L’altra sera, al supermercato, chi c’era ha ascoltato lo sfogo gentile della signora alla cassa: “Sto qui per qualche mese, quando posso ottenere un contrattino. Sono laureata col massimo dei voti. La mia collega del banco dei salumi è pure lei laureata, con lode. Non mi lamento. Anzi, mi reputo fortunata”. Era appunto uno sfogo che comunicava tenerezza. Non c’era ribellione, né rivalsa nelle parole di una giovane donna. C’era però – lei incolpevole – qualcosa di peggio: la mestizia di chi è stato costretto ad afferrare una delle parti migliori di sé – gli studi, la fatica, le levatacce all’alba col sole o con la pioggia per seguire le lezioni – per bruciarla sul falò di un sogno impossibile.
Deve esserci qualcosa di sbagliato se una laureata con profitto va a fare la cassiera precaria in un grande magazzino. Ogni lavoro è nobile, specialmente quando costa sacrificio. C’è dell’eroismo nell’accontentarsi, per non essere un peso, quando proprio non si trova altro. Ma – insistiamo – deve esserci qualcosa di orribilmente sbagliato in un Paese che prende i suoi giovani, dopo anni di formazione, e li mette al bancone del prosciutto, o li costringe ad espatriare in cerca di un futuro migliore fuori dai confini.
E c’è qualcosa di terribile in una società sagomata a caste che consente ai figli degli aristocratici di ereditare mezzi e risorse, pure quando sono scarsi, mentre relega i figli degli ultimi nel cantuccio dell’arrangiamento. E c’è qualcosa di scandaloso nell’allegria con cui si arrostiscono i cervelli più svegli nella brace della noncuranza degli imprenditori che sfruttano la manodopera, resi forti dalla crisi, della politica che volge lo sguardo dall’altra parte. Così l’Università appare spesso l’ingresso di un camposanto di desideri perduti.

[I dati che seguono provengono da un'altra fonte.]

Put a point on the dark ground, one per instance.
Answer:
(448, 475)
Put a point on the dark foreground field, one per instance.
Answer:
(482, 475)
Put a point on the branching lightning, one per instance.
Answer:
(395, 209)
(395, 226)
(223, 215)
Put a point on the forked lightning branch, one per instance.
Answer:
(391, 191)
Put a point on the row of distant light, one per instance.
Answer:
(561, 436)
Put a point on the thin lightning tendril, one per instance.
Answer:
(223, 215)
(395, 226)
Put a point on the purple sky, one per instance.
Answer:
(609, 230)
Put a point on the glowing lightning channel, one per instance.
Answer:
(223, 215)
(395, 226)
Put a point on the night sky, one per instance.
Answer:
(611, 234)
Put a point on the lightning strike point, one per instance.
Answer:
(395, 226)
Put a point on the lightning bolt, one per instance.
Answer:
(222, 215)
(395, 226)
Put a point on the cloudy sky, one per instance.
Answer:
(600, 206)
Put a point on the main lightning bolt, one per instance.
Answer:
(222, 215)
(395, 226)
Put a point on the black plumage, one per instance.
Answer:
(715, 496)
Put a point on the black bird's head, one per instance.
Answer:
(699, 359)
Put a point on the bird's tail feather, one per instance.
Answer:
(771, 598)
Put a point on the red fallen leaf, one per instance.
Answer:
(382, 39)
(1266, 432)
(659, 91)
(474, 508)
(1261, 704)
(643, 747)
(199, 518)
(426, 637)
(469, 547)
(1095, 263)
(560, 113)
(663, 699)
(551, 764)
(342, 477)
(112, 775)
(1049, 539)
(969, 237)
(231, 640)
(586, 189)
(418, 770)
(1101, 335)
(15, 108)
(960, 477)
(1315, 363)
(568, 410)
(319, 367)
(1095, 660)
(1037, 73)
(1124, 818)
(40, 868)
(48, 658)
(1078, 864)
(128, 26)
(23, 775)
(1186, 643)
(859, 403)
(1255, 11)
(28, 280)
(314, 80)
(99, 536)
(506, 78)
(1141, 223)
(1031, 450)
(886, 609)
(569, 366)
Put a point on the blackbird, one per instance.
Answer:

Eppure, basta camminare una mattina in viale delle Scienze, tra i padiglioni della cittadella del sapere di Palermo, per incontrare quegli stessi desideri ancora vivi, negli occhi dei ragazzi, nella curiosità delle domande che pongono, nel valoroso sbattersi tra vincoli, tasse e uffici. Nel loro ostinato confrontarsi con un’istituzione che può svelarsi sorda e che talvolta rivela le trame contorte dell’inciucio, della cattedra ridotta – anche lei – a casta di parentele e amicizie, piuttosto che la limpidezza di un sentiero dei diritti.
L’ateneo palermitano si appresta a scegliere il suo nuovo rettore. Noi cominciamo ad accendere una luce nella penombra dell’informazione sull’argomento con due interviste ai candidati in campo. L’Università ci sta a cuore. Prendendo spunto dalla cronaca, la racconteremo nei progetti realizzati e nelle speranze deluse. Si tratta di vicende solo apparentemente settoriali che in realtà riguardano tantissimi e che investono le dinamiche essenziali di una comunità più ampia di ciò che si creda. Per questo non molleremo la presa. Lo dobbiamo soprattutto ai ragazzi che pensavano in grande, ma stanno invecchiando dietro il bancone di un supermercato.